Thanks a lot!
I think I’ve got some good news this time. With Retinanet, trt engine could finally produces results comparable to those of tlt model, only with some minor differences.
However, I observed a weird thing: according to the repo of NMS plugin that Retinanet used, there would be two tensors and the 2nd one will contain information on the count of nmsed box, while in my case, the second output tensor always returns a tiny float value, like 1.2e-44. On the other hand, the first tensor containing information on bboxs is normally generated as described in the plugin repo, so I could get correct predictions. Still, I’m wondering why I got those odd numbers in the 2nd tensor ? (even it doesn’t hurt my detection results)

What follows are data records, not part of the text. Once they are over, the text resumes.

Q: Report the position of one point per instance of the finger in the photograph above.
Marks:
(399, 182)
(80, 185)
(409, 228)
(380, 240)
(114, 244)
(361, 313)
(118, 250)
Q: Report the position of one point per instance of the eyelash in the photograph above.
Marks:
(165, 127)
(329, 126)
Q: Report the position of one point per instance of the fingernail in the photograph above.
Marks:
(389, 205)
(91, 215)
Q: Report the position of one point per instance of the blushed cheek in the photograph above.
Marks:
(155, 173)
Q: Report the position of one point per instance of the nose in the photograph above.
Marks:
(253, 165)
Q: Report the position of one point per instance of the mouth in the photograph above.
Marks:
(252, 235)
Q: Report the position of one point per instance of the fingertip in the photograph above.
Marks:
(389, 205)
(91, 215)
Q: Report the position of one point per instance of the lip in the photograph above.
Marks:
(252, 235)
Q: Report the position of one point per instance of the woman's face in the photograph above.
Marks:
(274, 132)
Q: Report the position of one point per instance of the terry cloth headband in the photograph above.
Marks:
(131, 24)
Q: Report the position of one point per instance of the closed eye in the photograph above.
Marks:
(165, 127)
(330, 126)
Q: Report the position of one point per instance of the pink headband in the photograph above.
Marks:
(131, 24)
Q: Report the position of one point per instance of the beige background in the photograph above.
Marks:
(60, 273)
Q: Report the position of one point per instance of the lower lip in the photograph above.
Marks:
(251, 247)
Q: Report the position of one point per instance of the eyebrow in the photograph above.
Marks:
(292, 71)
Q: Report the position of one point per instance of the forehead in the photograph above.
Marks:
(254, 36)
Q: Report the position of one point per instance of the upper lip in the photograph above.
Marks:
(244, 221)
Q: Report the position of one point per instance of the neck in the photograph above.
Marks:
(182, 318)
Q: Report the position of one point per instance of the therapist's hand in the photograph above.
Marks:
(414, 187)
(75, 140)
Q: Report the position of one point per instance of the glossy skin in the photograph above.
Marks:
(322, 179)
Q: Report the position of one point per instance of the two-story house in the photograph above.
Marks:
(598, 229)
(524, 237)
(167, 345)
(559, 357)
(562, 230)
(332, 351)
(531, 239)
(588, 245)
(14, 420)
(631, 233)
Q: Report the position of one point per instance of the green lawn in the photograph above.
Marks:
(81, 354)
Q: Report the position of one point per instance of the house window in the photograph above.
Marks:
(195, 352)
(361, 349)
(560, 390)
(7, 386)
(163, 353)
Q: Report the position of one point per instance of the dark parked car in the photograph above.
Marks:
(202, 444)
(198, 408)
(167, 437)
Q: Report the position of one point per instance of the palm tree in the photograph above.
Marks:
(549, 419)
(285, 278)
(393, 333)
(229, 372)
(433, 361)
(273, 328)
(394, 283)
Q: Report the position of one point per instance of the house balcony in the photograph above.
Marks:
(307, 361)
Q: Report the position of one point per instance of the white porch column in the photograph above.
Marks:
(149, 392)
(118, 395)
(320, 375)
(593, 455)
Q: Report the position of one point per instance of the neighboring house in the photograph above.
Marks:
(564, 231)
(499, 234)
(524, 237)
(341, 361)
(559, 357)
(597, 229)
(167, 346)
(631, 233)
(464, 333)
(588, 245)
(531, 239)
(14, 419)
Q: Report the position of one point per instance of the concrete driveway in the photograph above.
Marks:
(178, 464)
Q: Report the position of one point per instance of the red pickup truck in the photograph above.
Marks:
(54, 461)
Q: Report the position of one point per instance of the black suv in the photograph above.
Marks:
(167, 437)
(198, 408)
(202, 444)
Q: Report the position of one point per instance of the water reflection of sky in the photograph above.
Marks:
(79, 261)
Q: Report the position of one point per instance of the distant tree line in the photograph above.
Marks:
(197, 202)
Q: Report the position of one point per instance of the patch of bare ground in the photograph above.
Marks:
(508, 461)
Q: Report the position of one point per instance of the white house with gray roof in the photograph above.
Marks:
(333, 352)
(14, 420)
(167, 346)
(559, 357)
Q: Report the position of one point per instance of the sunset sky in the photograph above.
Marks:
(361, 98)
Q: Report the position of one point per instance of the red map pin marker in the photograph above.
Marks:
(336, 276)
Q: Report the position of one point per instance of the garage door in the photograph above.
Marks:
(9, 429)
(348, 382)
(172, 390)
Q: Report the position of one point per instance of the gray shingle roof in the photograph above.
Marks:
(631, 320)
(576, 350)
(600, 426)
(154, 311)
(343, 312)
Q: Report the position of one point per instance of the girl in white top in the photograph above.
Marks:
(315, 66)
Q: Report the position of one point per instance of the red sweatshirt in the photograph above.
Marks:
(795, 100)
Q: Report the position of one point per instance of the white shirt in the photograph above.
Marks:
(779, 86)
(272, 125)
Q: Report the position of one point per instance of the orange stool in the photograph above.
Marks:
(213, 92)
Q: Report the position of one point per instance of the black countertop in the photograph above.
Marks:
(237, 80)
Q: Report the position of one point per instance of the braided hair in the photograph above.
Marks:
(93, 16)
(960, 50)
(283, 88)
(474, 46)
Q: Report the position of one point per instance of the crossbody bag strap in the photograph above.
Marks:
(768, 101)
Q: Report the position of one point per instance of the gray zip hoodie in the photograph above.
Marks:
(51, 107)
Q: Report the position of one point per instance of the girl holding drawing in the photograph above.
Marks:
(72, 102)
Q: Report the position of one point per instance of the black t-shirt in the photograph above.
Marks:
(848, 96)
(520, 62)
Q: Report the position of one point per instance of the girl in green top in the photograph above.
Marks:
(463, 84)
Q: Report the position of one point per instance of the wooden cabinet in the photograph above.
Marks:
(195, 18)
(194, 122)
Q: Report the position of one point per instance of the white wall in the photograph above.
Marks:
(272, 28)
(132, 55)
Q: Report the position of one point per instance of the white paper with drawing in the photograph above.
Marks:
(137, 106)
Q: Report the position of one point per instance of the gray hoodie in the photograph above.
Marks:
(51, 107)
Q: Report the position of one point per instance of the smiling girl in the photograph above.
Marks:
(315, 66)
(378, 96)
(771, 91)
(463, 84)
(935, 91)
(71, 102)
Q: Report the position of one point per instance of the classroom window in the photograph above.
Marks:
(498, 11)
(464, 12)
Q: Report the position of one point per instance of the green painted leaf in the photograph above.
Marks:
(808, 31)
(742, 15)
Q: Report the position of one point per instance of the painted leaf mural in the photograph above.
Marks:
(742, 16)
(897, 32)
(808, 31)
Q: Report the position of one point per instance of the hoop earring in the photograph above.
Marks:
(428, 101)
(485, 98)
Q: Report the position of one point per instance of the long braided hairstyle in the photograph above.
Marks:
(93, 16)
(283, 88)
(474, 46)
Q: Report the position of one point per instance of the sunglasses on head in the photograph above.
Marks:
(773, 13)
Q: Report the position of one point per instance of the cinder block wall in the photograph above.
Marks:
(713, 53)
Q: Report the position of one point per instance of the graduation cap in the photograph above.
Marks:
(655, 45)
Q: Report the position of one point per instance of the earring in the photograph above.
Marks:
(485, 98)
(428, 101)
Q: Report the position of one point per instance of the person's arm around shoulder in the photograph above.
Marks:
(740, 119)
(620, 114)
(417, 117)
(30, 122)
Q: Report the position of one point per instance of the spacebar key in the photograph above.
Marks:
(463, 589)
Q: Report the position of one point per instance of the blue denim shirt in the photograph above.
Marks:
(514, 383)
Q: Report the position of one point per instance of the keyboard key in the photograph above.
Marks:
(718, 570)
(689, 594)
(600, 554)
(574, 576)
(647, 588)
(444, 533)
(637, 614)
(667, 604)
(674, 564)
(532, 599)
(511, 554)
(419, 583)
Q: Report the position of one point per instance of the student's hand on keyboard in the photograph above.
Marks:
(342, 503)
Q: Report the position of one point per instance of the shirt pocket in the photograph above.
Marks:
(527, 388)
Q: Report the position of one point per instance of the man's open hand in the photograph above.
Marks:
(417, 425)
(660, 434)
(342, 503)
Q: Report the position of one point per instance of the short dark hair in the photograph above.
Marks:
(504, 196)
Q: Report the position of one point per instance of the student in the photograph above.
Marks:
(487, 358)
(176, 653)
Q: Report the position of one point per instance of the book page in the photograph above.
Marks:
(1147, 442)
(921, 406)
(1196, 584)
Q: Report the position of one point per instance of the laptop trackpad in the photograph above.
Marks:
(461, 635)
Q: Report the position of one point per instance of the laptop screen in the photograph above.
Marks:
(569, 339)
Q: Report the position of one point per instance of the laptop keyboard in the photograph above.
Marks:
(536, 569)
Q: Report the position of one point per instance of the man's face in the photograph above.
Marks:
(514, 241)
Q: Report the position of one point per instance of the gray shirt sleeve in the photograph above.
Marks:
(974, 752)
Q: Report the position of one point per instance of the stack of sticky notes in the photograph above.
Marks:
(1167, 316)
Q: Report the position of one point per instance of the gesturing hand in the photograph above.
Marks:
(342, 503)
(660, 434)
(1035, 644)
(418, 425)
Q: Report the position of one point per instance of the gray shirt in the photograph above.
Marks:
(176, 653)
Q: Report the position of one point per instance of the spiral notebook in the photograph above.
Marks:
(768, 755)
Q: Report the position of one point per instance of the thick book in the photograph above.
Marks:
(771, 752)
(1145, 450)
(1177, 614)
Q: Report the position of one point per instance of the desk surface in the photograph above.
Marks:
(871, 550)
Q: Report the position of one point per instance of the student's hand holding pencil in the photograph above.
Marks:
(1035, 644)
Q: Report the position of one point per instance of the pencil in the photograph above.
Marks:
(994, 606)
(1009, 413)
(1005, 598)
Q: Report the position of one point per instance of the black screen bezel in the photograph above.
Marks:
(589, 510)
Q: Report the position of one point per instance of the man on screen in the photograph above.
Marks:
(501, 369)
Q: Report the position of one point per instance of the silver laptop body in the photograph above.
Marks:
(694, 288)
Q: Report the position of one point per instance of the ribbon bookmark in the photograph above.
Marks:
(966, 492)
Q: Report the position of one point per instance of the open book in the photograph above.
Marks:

Here’s the section describing the NMS output in NMS plugin repo:
After decoding, the decoded boxes will proceed to the non maximum suppression step, which performs the same action as
batchedNMSPlugin. The only difference is that instead of generating four outputs:
nmsed box count(1 value)
nmsed box locations(4 values)
nmsed box scores(1 value)
nmsed box class IDs(1 value)
nmsPlugingenerates an output of shape
[batchSize, 1, keepTopK, 7]which contains the same information as the outputs
nmsed box locations,
nmsed box scores, and
nmsed box class IDsfrom
batchedNMSPlugin, and an another output of shape
[batchSize, 1, 1, 1]which contains the same information as the output
nmsed box countfrom
Glad to hear that you can get the good results.
For “the second output tensor always returns a tiny float value, like 1.2e-44” you mentioned, is it 100% reproduced? If yes, could you try to download the default retinanet model in GitHub - NVIDIA-AI-IOT/deepstream_tao_apps: Sample apps to demonstrate how to deploy models trained with TAO on DeepStream and test its trt engine too? If it can be reproduced, please attach the reproduce steps. Thanks a lot.
cd deepstream_tlt_apps/ wget https://nvidia.box.com/shared/static/8k0zpe9gq837wsr0acoy4oh3fdf476gq.zip -O models.zip unzip models.zip rm models.zip
In my case, it produces 100% and I’ll try with the default model and come back to you later.
Could you please share the inference script which you used?